Ich weiß, Liedtexte bedeuten dir viel. Gibt es hier welche, auf die du besonders stolz bist?
Naja, ich schreibe keine Fiktion, daher bin ich immer stolz auf meine Texte. Ich gehe beim Schreiben immer tief in die Texte hinein. Sie bedeuten mir sehr viel, wie Sie gerade sagten. "Cat Size" - das mag ich, weil es von Detroit handelt. "Suicide" ist ein interessantes Lied. Das ist lustig, weil ich eine Schlagzeile in einer Zeitung gesehen habe, die lautete: "Ich bin ein Gefangener auf 72nd Street". Es war ein Artikel über John Lennon, und dann starb er auf diese Weise. Es war so seltsam, dass ich eine Geschichte darüber schrieb, ein Gefangener dort zu sein, und dann das ... es war ein bisschen eine schräge Sache.

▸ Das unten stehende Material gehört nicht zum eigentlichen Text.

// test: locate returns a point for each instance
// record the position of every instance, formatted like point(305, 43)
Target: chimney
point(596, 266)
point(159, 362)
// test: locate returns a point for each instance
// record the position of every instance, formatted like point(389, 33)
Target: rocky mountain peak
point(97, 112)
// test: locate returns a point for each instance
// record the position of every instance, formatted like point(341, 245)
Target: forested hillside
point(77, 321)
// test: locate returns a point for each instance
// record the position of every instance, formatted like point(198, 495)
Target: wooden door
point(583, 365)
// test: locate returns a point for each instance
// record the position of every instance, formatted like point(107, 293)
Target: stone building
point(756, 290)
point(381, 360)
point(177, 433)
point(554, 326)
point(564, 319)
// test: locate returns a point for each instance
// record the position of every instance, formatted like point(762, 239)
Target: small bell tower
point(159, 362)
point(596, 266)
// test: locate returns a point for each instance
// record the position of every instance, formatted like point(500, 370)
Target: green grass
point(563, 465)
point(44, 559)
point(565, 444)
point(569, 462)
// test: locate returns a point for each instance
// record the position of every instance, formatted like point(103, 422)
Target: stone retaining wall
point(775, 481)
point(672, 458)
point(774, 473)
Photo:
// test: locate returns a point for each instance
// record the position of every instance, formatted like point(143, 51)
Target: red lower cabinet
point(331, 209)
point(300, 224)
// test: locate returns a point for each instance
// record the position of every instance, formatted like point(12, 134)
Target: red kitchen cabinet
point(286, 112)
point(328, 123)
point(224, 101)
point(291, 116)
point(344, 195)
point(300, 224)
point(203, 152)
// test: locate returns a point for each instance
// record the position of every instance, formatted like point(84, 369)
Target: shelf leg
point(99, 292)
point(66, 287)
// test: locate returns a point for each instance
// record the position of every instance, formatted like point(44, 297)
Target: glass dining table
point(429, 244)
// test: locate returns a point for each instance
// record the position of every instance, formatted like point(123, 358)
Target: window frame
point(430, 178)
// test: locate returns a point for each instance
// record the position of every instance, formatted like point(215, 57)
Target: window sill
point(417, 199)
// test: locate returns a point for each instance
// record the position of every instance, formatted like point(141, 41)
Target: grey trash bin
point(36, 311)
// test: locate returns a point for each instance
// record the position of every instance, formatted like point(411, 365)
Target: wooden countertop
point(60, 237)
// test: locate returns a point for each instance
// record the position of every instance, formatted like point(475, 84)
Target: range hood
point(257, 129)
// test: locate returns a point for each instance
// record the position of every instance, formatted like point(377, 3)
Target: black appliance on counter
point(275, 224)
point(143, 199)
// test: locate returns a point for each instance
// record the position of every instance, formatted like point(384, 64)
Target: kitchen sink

„Free The Butterfly“ bedeutet mir sehr viel. Ich hatte vor, mich von meinem Mann scheiden zu lassen… meinem Ex-Mann jetzt. Es war nicht einfach, das zu sagen, also habe ich das Lied geschrieben, um es zu sagen. Das Lied berührt die Leute. Es ist ein Abschied, aber ein hoffnungsvoller Abschied.
Hat dein Ex-Mann jemals etwas dazu gesagt?
Oh ja, ich habe es runtergebracht und ihm vorgespielt. Ich habe es als meine Botschaft an ihn gespielt. Und Gott segne ihn, alles was er sagte war „nettes Lied, Suz“. Ich dachte schon, er hat es verstanden, aber ich glaube, er wollte es nicht zur Kenntnis nehmen. Er ist nicht unsensibel; er hätte die Botschaft verstanden. Aber offensichtlich wollte er nicht darauf eingehen.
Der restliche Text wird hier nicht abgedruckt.